Computer viruses are nasty pieces of coding designed to wreak havoc on unwilling participants. Over the years, these viruses have evolved into catastrophic cyber events that have caused hundreds of billions of dollars in damages and severely disrupted life around the world.
Most people believe that all cyber intrusions and attacks are the result of viruses. This is not the case. They are all “malware,” which is short for “malicious software.” Viruses are actually just one type of malware, in addition to worms, Trojan horses, spyware, ransomware and adware. However, for the sake of this list, we have included all forms of malware to bring you the most devastatingly dangerous “viruses” of all-time:
MyDoom is considered the most devastating computer virus of the modern age. It first surfaced in 2004 and was technically a worm that affected the Windows operating system. The worm was spread through email in an attachment. The title of the email was: “andy, I’m just doing my job, nothing personal, sorry.”
Nobody knew who Andy was, but it certainly piqued the curiosity of those who received the email. Initially, the attack was aimed at large tech companies such as SCO. However, it spread so fast that it infected over 16% of emails worldwide.
At first, it was believed that the creator of this worm was from Russia. Unfortunately, the creator was never identified. Although the main attack ended in February 2004, MyDoom versions popped up a few more times over the next few years. In the end, “Andy” and the MyDoom attack caused over $38 billion in damages.
MyDoom might be the most devastating malware attack ever, but ILOVEYOU is probably the most well-known attack. In 2000, this worm was unleashed on the Internet in the form of an email that said “I love you.”
In the email, there was an attachment file “Love-Letter-For-You.TXT.vbs.” Once an individual clicked on the attachment, the worm was downloaded and began attacking the person’s computer. It would overwrite files and hide them so that users could not find them or see the worm. ILOVEYOU would then hijack the person’s email address book and send out emails with the infected file. Within two weeks, an estimated 10% of Internet users around the world had been affected.
The Pentagon, CIA, and British Parliament all shut down their email systems to avoid any potential attacks. In the end, this global attack caused over $15 billion in damages and earned the Guinness World Record for being the most virulent virus of all-time. Well, until MyDoom came out four years later.
Two Filipino programmers Onel de Guzman and Reonel Ramones were identified as the creators of this virus. However, since malware was relatively unknown in 2000, and there were no laws at the time, the two were set free.
3. Sasser and Netsky
MyDoom inspired a 17-year old German student Sven Jaschan to create two worms with the hopes that his coding could spread faster than the devastating MyDoom attack. Since most of the cyber world was focusing on MyDoom at the time, the Sasser and Netsky worms went undetected at first and spread rapidly.
Jaschan’s worms were released on his birthday April 26, 2004. They often were combined together through emails to inflict maximum damage. And, that is exactly what they did. Although the Netsky worm was more viral, it was the Sasser worm that caused the most damage. In fact, one-third of post offices in Taiwan were closed, banks were shut down, and flights across the globe were cancelled. When it was all said and done, over $31 billion dollars of damage was done.
Sven was given a 21-month suspended sentence, which the German court turned into probation and community service. It was ruled that since Sven was only 17 when he created the code, he would not be tried as an adult.
Slammer might not have had the global impact that others on this list did, but it certainly holds the unofficial record for being the fastest worm to hit the internet. Slammer appeared in late-January of 2005, and caused most of its damage within the first 15 minutes.
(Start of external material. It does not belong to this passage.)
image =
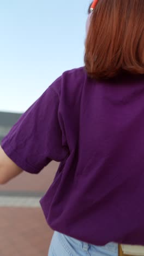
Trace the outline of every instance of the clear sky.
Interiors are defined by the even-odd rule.
[[[0,111],[25,111],[83,65],[89,0],[0,0]]]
By time it was addressed, Slammer had caused over $1 billion dollars in damages and attacked some of the world’s most important internet servers.
During the peak of Slammer’s chaos, Bank of America ATMs crashed, 911 services were down in different areas, flights were being cancelled all around the globe, and over 27 million people in South Korea did not have cell phone or internet service. Portugal saw 300,000 cable modems go dark and panic had spread almost as quickly as Slammer did. Unfortunately, the developer was never identified.
Slammer changed the way companies protected their Internet servers. Although it was small in size, this worm was a sophisticated piece of coding that brought the Internet to a standstill for nearly 15 minutes.
Conficker infected roughly 9 million computers across the globe in 2008, causing over $9 billion dollars in damages. It did not discriminate against anyone as the worm attacked individuals, businesses and governments. Conficker was designed to attack the Windows operating system by exploiting network vulnerabilities. It basically held computers hostage and blocked them from updates, antivirus programs, and other key functions. From there, Conficker would use the person’s own computer as a means to steal or scam money from them. To this day, the author of Conficker remains unknown.